Most organisms colonizing human skin possess lipolytic activity to hydrolyze lipids found on the surface of human skin [38]. Other than cell wall-anchored proteins, extracellular lipases, GehCD, Lip, and LipA, which mediate bacterial colonization on human and animal skins, were conserved in S. epidermidis, S. capitis, and S. caprae with high interspecies diversity [39, 40]. Every strain in the epidermidis cluster group also possesses an extracellular metalloprotease with elastase activity, such as SepA (SE2219) that plays a role in conferring resistance to the antimicrobial peptide dermicidin [41].

The elastin-binding protein (ebpS) or ebpS-like genes were also found to be conserved among S. epidermidis, S. capitis, and S. caprae strains. Similar to extracellular lipases, EbpS also showed high diversity among the three species. Our analysis categorized S. epidermidis EbpS as a different protein from the EbpS of S. capitis and S. caprae since the amino acid identity of EbpS proteins between S. epidermidis and S. caprae was less than 39.9%, and the length of the homologous region between EbpS of S. epidermidis and S. capitis was less than 50% of the entire region. As reported in S. aureus, EbpS was first identified as an adhesin for extracellular matrix elastin of host cell tissue [42]. However, EbpS in S. aureus shows relatively weak binding potential to elastin [43]. The adherence of some S. aureus strains to immobilized elastin is mediated by fibronectin-binding proteins FnBPA and FnBPB, but not by EbpS, and the inactivation of ebpS in S. aureus strains has only a minimal effect on the binding of S. aureus to elastin peptide [43]. Regardless, it was recently reported that EbpS regulates bacterial growth rate in liquid culture and promotes biofilm maturation in a zinc concentration-dependent manner [44]. Therefore, EbpS and EbpS-like proteins of the epidermidis cluster group might play a role in biofilm maturation.

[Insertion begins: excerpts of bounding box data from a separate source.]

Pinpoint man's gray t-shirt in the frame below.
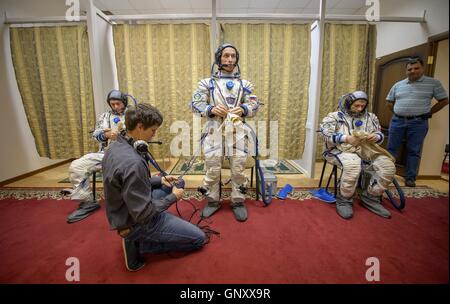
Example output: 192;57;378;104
386;76;447;116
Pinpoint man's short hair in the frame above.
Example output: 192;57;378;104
125;103;163;131
406;56;424;66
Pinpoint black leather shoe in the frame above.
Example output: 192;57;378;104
67;201;100;224
201;202;222;219
405;179;416;187
122;238;145;271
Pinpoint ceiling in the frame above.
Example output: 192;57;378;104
94;0;368;15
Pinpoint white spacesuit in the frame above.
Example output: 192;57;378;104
191;44;259;221
319;91;395;218
67;90;127;223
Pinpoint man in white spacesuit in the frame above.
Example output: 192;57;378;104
319;91;395;219
67;90;127;223
191;43;259;221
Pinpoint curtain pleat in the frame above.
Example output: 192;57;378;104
10;25;97;159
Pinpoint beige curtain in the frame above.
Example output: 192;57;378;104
10;25;98;159
221;23;310;159
316;23;376;159
113;24;211;157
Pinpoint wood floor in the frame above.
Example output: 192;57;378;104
4;159;449;193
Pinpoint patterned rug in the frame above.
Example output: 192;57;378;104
170;158;302;175
58;171;103;184
0;186;448;202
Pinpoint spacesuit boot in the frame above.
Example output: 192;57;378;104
361;190;391;218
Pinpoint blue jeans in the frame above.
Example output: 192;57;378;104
388;115;428;181
127;187;206;253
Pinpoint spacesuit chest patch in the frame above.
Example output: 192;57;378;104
225;97;236;105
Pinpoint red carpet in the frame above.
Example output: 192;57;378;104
0;197;449;284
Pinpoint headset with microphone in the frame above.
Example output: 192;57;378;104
129;138;186;189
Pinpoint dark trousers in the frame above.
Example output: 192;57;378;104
388;115;428;181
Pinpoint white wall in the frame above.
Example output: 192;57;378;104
0;1;65;181
376;0;449;58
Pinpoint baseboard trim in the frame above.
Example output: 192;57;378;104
0;158;75;187
416;175;441;180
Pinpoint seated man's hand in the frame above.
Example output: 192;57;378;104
172;187;184;200
366;133;380;143
230;107;244;116
103;129;119;140
345;135;361;146
161;175;178;187
211;104;228;117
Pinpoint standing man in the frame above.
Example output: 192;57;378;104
386;57;448;187
102;103;206;271
191;43;259;222
67;90;127;223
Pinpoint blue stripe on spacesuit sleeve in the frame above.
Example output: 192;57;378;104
191;101;203;113
375;132;384;144
241;105;248;117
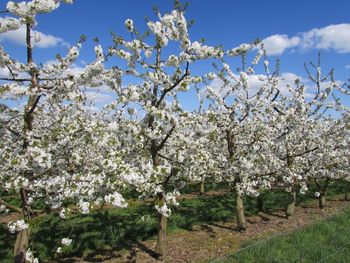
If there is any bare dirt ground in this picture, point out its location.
[0,195,350,263]
[100,197,350,263]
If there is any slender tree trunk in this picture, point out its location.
[235,185,247,230]
[285,188,297,218]
[344,191,350,201]
[344,183,350,201]
[13,23,36,263]
[156,197,167,259]
[13,229,29,263]
[199,182,205,195]
[256,194,264,212]
[318,192,326,209]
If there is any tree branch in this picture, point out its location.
[156,62,190,108]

Genes shared by S. capitis and S. caprae but not by S. epidermidis

Based on the phylogenetic analysis, S. capitis is more closely related to S. caprae than S. epidermidis. Therefore, a larger set of shared genes could be identified between S. capitis and S. caprae than when comparing S. epidermidis with S. capitis or S. epidermidis with S. caprae (Fig. 5 and Additional file 2 TableS2). Four major biofilm formation-related factors were shared by S. capitis and S. caprae. These include polysaccharide intracellular adhesin (PIA), elastin-binding protein (EbpS), SesC-like proteins, and SdrH-like proteins. Since EbpS, SesC, and SdrH of S. capitis and S. caprae (EbpS-like, SesC-like, and SdrH-like proteins) showed lower similarities (add number %) to those of S. epidermidis, they were categorized as shared by S. capitis and S. caprae.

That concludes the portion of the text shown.